Orígenes del impulso de transformación
Las demandas de cambio no aparecen de la nada; provienen de expectativas culturales y personales. Muchos adultos esperan replicar relaciones ideales vistas en teoría o en redes sociales. Cuando la realidad no coincide, la reacción es intentar corregir al progenitor.
La perspectiva de Mel Robbins sobre la aceptación familiar
Robbins plantea que la clave no es forzar una metamorfosis externa, sino trabajar en el propio enfoque. Según ella, amar y aceptar a alguien tal como es implica soltar la ilusión de control. Amar por quien es la otra persona, no por quien quisiéramos que fuera, aporta calma y realismo a la relación.
Esta postura no equivale a resignación. Al contrario, se trata de poner límites y decidir cómo relacionarse con respeto. La aceptación funciona como punto de partida para ajustar expectativas y reducir el desgaste emocional.
Por qué muchas personas mayores no cambian fácilmente
Con el paso del tiempo, las rutinas y creencias se consolidan. La resistencia al cambio aumenta cuando no existe una necesidad percibida de transformarse. En muchos casos, esas conductas llevan décadas y no responden a intentos puntuales de modificación.
Robbins enfatiza que no es habitual que todos los padres busquen terapia o introspección. Si no hay voluntad o conciencia, es poco probable que las actitudes cambien por sí solas. Esa realidad obliga a replantear la estrategia de quienes desean mejoras en la relación.
Entender esta limitación ayuda a gestionar expectativas. Saber que el cambio del otro no está garantizado evita frustraciones innecesarias y abre espacio para opciones más efectivas.

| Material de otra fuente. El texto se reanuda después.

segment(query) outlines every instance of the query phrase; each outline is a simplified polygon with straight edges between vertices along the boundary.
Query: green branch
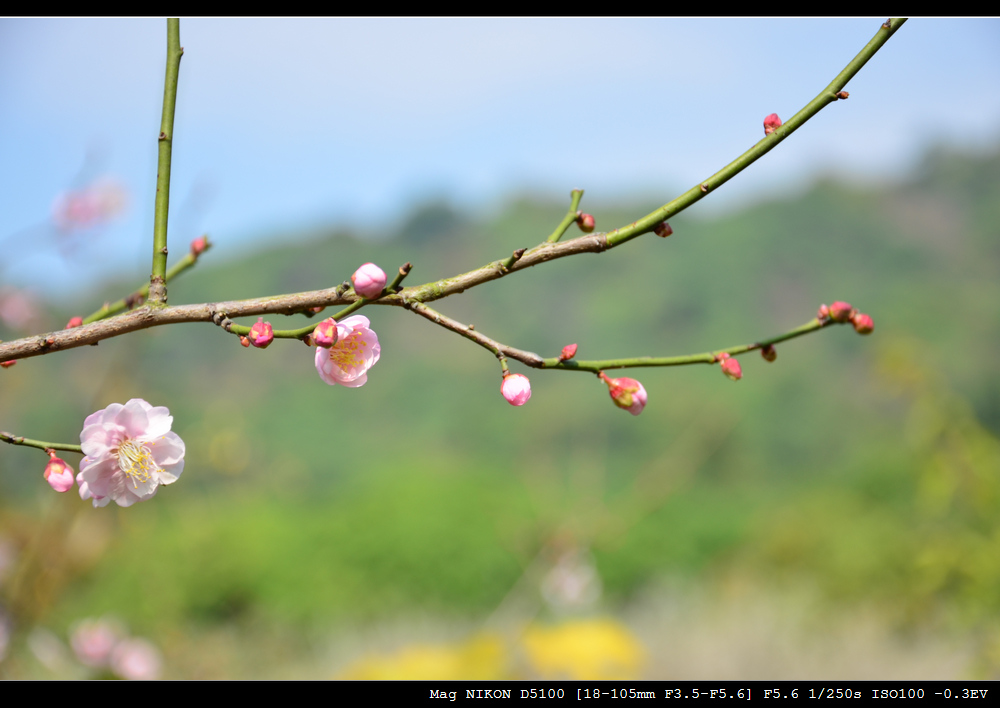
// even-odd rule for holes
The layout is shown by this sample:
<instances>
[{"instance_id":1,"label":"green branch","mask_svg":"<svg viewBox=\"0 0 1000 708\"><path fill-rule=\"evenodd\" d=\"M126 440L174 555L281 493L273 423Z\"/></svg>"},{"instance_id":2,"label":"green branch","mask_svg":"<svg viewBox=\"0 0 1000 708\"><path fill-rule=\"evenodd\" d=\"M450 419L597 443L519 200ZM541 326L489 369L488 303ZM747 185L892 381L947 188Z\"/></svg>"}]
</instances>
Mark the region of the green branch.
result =
<instances>
[{"instance_id":1,"label":"green branch","mask_svg":"<svg viewBox=\"0 0 1000 708\"><path fill-rule=\"evenodd\" d=\"M823 329L824 327L829 327L830 325L835 324L844 323L835 322L831 319L812 319L801 327L796 327L793 330L789 330L784 334L779 334L776 337L771 337L770 339L764 339L759 342L754 342L753 344L741 344L735 347L726 347L725 349L718 349L714 352L703 352L701 354L664 357L639 356L629 359L597 359L585 361L578 361L575 359L562 361L557 357L553 357L551 359L545 359L538 368L564 369L567 371L589 371L596 374L604 369L631 369L648 366L685 366L687 364L715 364L719 361L720 354L726 353L729 354L729 356L746 354L747 352L751 352L755 349L763 349L768 345L774 345L789 339L795 339L796 337L801 337L805 334L809 334L810 332L815 332ZM529 364L529 366L534 365Z\"/></svg>"},{"instance_id":2,"label":"green branch","mask_svg":"<svg viewBox=\"0 0 1000 708\"><path fill-rule=\"evenodd\" d=\"M163 81L163 117L160 119L160 149L156 164L156 205L153 213L153 272L149 276L149 304L167 302L167 216L170 212L170 153L174 142L174 107L177 76L181 69L180 20L167 19L167 73Z\"/></svg>"},{"instance_id":3,"label":"green branch","mask_svg":"<svg viewBox=\"0 0 1000 708\"><path fill-rule=\"evenodd\" d=\"M570 196L569 211L566 212L566 216L563 217L563 220L559 222L559 226L556 227L556 230L553 231L552 234L548 237L547 239L548 243L555 243L556 241L561 239L563 237L563 234L566 233L566 229L572 226L573 223L576 221L577 217L579 216L578 209L580 208L580 199L583 197L583 190L574 189L572 192L569 193L569 196Z\"/></svg>"},{"instance_id":4,"label":"green branch","mask_svg":"<svg viewBox=\"0 0 1000 708\"><path fill-rule=\"evenodd\" d=\"M20 435L11 435L10 433L4 432L0 432L0 441L10 443L11 445L37 447L39 450L65 450L67 452L79 452L81 455L83 454L83 448L79 445L73 445L72 443L54 443L47 442L45 440L32 440L31 438L21 437Z\"/></svg>"},{"instance_id":5,"label":"green branch","mask_svg":"<svg viewBox=\"0 0 1000 708\"><path fill-rule=\"evenodd\" d=\"M865 45L865 48L858 52L858 55L854 57L854 59L846 67L844 67L844 70L837 74L836 78L834 78L834 80L831 81L825 89L820 91L816 98L807 103L805 108L800 110L792 116L790 120L782 124L781 127L770 135L765 136L763 140L758 142L752 148L730 162L707 180L695 187L692 187L681 196L663 205L656 211L644 216L638 221L629 224L626 227L609 231L607 234L608 247L614 248L615 246L625 243L636 236L640 236L648 231L651 231L653 227L661 221L666 221L676 214L681 213L706 194L721 187L730 179L766 155L772 148L777 146L778 143L801 128L807 120L819 113L824 107L840 100L842 96L838 96L837 94L843 90L848 81L854 78L854 75L861 70L861 67L863 67L869 59L875 56L875 52L882 48L882 45L889 40L889 37L891 37L904 22L906 22L905 18L896 18L881 25L878 32L875 33L875 36L872 37L871 41Z\"/></svg>"}]
</instances>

Estrategias prácticas para transformar la dinámica sin forzar cambios
Si no puedes cambiar al otro, sí puedes modificar tu conducta. Robbins propone pequeños experimentos relacionales que alteran el tono del vínculo. Estos ensayos buscan crear nuevas respuestas emocionales y comportamentales en el otro.
Algunos pasos concretos incluyen:
- Mostrar empatía por su historia y elección.
- Cambiar el modo en que expresas una queja.
- Establecer límites claros y consistentes.
- Reforzar conductas positivas con reconocimiento.
Actuar distinto no implica ser menos auténtico; significa elegir cómo quieres aparecer. La segunda vez que cambias tu forma de relacionarte suele generar resultados diferentes y, a veces, favorables.
Cuándo la relación responde a tu cambio de actitud
No hay garantías, pero hay señales de que la estrategia funciona. Si la otra persona reduce su hostilidad, escucha más o prueba conductas distintas, entonces la conexión puede mejorar. Esos cambios suelen ser graduales y requieren constancia.
Robbins señala que la plasticidad de una relación depende de pequeñas repeticiones. Cada gesto nuevo tiene el potencial de romper patrones y abrir rutas de comunicación más saludables. Insistir en nuestra propia transformación suele ser la vía más eficaz.
Herramientas para sostener vínculos más saludables
Más allá de aceptar, conviene incorporar hábitos que protejan tu bienestar. Mantener límites, buscar apoyo terapéutico y practicar la comunicación no violenta son recursos útiles. Estas herramientas ayudan a gestionar conflictos y a preservar la salud emocional.
Un plan sencillo puede incluir:
- Sesiones de terapia individual o grupal.
- Ejercicios de empatía para entender el pasado familiar.
- Rituales de encuentro que reduzcan la tensión.